Abstract

Clinical trials predict the higher initial costs of drug-eluting coronary stents (DES) compared to bare metal stents (BMS) would be partially offset by decreased costs during the first year after percutaneous coronary intervention (PCI). However, the costs of DES in nonexperimental settings are not well understood. We used a random, nationwide sample of Medicare beneficiaries who had received either DES from April through December 2003 or BMS from July 2002 through December 2003. Propensity score methods separately matched DES recipients (n = 4,375) to historical and contemporary BMS controls. Costs were estimated for each patient based on all physician and institutional claims beginning with the PCI hospitalization through the subsequent year, with institutional charges converted to costs via cost center-specific cost-to-charge ratios, as reported to Medicare by each institution.
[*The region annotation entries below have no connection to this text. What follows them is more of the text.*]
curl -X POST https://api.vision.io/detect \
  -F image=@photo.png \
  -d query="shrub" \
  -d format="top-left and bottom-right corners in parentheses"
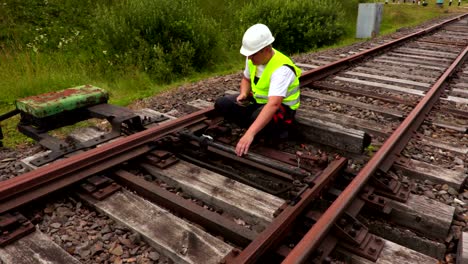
top-left (239, 0), bottom-right (345, 54)
top-left (95, 0), bottom-right (219, 82)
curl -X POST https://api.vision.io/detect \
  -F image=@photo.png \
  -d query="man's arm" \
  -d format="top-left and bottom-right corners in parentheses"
top-left (237, 76), bottom-right (251, 104)
top-left (236, 96), bottom-right (283, 156)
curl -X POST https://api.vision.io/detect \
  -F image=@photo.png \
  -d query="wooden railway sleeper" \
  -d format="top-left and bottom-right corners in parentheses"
top-left (80, 175), bottom-right (122, 200)
top-left (143, 150), bottom-right (179, 169)
top-left (0, 212), bottom-right (36, 247)
top-left (306, 207), bottom-right (384, 263)
top-left (360, 186), bottom-right (392, 215)
top-left (370, 171), bottom-right (411, 203)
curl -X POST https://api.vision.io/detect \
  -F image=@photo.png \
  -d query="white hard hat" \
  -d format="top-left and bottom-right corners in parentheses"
top-left (240, 24), bottom-right (275, 57)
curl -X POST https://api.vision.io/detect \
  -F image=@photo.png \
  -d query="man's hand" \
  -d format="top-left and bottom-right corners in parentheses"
top-left (236, 132), bottom-right (254, 156)
top-left (236, 94), bottom-right (250, 106)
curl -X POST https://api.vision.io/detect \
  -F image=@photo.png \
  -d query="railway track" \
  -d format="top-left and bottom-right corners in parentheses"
top-left (0, 13), bottom-right (468, 263)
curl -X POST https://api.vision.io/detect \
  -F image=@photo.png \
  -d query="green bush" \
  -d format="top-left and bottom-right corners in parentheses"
top-left (95, 0), bottom-right (221, 82)
top-left (239, 0), bottom-right (345, 54)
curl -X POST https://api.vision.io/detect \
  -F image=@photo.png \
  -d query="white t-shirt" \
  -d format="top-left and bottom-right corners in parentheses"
top-left (244, 59), bottom-right (296, 97)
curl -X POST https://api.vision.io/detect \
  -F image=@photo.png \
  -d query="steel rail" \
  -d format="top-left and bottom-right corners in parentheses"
top-left (282, 43), bottom-right (468, 264)
top-left (299, 14), bottom-right (468, 87)
top-left (225, 158), bottom-right (347, 264)
top-left (0, 107), bottom-right (210, 214)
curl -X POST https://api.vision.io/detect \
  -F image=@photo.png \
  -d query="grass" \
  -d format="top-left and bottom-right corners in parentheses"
top-left (0, 0), bottom-right (465, 147)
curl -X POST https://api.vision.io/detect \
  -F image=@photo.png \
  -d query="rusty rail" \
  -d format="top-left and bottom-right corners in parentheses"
top-left (226, 158), bottom-right (347, 264)
top-left (283, 46), bottom-right (468, 264)
top-left (0, 107), bottom-right (213, 214)
top-left (300, 14), bottom-right (468, 86)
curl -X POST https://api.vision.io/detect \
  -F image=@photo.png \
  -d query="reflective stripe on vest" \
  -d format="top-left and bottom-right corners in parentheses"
top-left (249, 49), bottom-right (301, 110)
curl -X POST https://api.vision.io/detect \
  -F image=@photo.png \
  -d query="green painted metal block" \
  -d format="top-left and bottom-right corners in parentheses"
top-left (15, 85), bottom-right (109, 118)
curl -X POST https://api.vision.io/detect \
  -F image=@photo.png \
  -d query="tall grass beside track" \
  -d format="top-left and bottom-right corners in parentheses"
top-left (0, 0), bottom-right (461, 146)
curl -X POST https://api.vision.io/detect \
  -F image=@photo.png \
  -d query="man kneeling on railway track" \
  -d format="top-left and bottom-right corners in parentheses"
top-left (215, 24), bottom-right (301, 156)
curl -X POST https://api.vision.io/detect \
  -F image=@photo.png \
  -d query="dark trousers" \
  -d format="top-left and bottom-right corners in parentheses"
top-left (215, 95), bottom-right (296, 139)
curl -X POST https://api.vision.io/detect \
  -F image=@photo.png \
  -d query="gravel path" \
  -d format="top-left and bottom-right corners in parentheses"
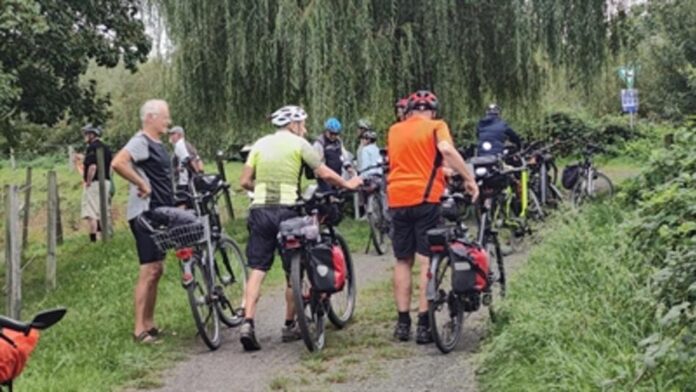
top-left (145, 254), bottom-right (392, 392)
top-left (141, 239), bottom-right (527, 392)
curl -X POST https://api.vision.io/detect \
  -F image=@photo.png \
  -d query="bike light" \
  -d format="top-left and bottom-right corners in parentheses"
top-left (475, 167), bottom-right (488, 177)
top-left (430, 245), bottom-right (445, 253)
top-left (176, 248), bottom-right (193, 261)
top-left (285, 237), bottom-right (300, 249)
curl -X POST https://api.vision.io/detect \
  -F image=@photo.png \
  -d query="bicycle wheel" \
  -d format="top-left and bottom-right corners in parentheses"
top-left (589, 171), bottom-right (614, 199)
top-left (527, 189), bottom-right (545, 221)
top-left (367, 194), bottom-right (387, 256)
top-left (215, 234), bottom-right (247, 327)
top-left (428, 255), bottom-right (464, 354)
top-left (290, 252), bottom-right (324, 351)
top-left (483, 235), bottom-right (506, 322)
top-left (186, 260), bottom-right (220, 351)
top-left (328, 233), bottom-right (357, 328)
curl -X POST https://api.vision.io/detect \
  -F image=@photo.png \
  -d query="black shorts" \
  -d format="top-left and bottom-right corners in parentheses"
top-left (390, 203), bottom-right (440, 259)
top-left (128, 218), bottom-right (166, 264)
top-left (246, 206), bottom-right (297, 273)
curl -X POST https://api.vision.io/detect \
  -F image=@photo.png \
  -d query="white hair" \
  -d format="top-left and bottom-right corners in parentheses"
top-left (140, 99), bottom-right (167, 122)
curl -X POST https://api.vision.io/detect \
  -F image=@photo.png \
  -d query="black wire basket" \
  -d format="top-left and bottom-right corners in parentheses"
top-left (152, 222), bottom-right (205, 252)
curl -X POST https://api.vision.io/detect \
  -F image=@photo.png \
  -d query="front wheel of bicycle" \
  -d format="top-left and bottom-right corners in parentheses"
top-left (328, 233), bottom-right (357, 328)
top-left (186, 261), bottom-right (221, 351)
top-left (428, 255), bottom-right (464, 354)
top-left (589, 171), bottom-right (614, 199)
top-left (215, 235), bottom-right (247, 327)
top-left (290, 251), bottom-right (324, 352)
top-left (367, 195), bottom-right (387, 256)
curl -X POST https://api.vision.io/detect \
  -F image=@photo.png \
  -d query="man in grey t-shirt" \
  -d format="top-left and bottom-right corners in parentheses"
top-left (112, 100), bottom-right (174, 343)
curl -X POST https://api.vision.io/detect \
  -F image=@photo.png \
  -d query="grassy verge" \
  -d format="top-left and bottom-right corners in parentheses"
top-left (481, 205), bottom-right (654, 391)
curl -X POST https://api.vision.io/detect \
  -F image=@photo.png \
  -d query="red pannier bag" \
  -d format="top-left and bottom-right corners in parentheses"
top-left (309, 243), bottom-right (346, 293)
top-left (450, 241), bottom-right (489, 294)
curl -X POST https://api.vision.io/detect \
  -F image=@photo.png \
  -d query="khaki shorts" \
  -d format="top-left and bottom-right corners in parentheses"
top-left (80, 180), bottom-right (110, 220)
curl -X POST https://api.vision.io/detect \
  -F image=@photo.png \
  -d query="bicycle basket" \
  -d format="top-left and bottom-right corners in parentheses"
top-left (561, 165), bottom-right (580, 190)
top-left (152, 222), bottom-right (205, 252)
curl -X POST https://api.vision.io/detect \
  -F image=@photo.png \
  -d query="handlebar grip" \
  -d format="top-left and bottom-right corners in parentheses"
top-left (0, 316), bottom-right (31, 333)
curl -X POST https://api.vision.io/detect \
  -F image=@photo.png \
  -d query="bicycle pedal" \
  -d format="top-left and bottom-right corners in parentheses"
top-left (181, 272), bottom-right (193, 287)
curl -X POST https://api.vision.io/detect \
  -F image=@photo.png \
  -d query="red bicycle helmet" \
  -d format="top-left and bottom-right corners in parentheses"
top-left (406, 90), bottom-right (438, 112)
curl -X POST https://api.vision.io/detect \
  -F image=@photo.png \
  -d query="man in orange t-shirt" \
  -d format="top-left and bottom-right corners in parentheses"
top-left (387, 91), bottom-right (478, 344)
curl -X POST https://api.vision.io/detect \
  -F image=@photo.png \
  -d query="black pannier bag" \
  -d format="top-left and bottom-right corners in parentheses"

Drug-eluting stent patients had higher 30-day costs compared to both historical controls (mean difference $2,131, 95% CI $1,726 to $2,516) and contemporary controls ($1,882, 95% CI $1,480 to $2,322), but at 1 year, the DES-BMS mean cost differences had diminished substantially ($647, 95% CI $-385 to $1,664 compared to historical controls; $-84, 95% CI $-1,202 to $1,018 compared to contemporary controls) and were no longer statistically significant. Despite higher initial costs of DES, the lower follow-up costs during the first year resulted in relatively small cumulative cost differences between DES and BMS recipients. These differences are comparable to those modeled in economic studies predicting acceptable cost-effectiveness for drug-eluting stents.